If we went for baby number 3 I'd keep my in laws around for 6 months instead of only 1 😂 and do everything else the same.

Ash BG's avatar

This is so great to hear! I would absolutely consider a postpartum doula next time too. I thought I could do it all last time. Next time, I will absolutely know different!

Formerly Corporate Mom's avatar

Thank you for this. We’re trying for our second and these are exactly the things I want to remind myself. Now we know better so we can do better.

Amanda's avatar

This is so raw and honest… especially the part about pregnancy being a “portal” and losing yourself a bit on the other side

The mental load piece hit hard. that silent project manager role builds up so much resentment and no one really talks about it openly

Also planning so much for birth but not for what comes after… i did the exact same thing. i thought if i just prepared enough, everything would fall into place, but postpartum had its own plans

And the part about not recognizing anxiety because it just felt like your normal state… that’s so real. it’s hard to name something when you’ve been sitting in it for so long

If i did it again, i’d definitely ask for help earlier too and lower expectations a lot more. just focus on getting through instead of trying to “do it right”

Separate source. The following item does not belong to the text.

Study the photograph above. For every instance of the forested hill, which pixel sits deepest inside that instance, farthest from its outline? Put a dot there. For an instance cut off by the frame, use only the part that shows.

This felt really validating to read 🤍

Mindful Mama Memos's avatar

Great list ash! We need to plan before it gets crazy. Pregnant at the moment and this is a great prompt to get thinking and planning. Most people are just going with the flow on the second. My anxiety is worse in pregnancy this time, not great but it’s a symptom. I am building my supports now, I’m thinking of ways to ensure my mental health doesn’t drop to the floor, I have a therapist now so I’ll continue to see her or try to get into a postpartum service perhaps. I’ve already told my husband I expect nights to be shifts if this baby takes a bottle (my son didn’t). I’ll have my mil visiting to help. I’m starting my son in daycare. Even then? I expect stress. Maybe it’s over the top, but truly, if a new life enters the world, some other things need to come off our plate. This idea we should just stay calm backfires. It means the mum is caught off guard. We should be preparing!

Tatiana's avatar

I love this! And can really relate. 🤍

Chasity's avatar

Thank you for sharing this. I’m terrified and we are trying for our first.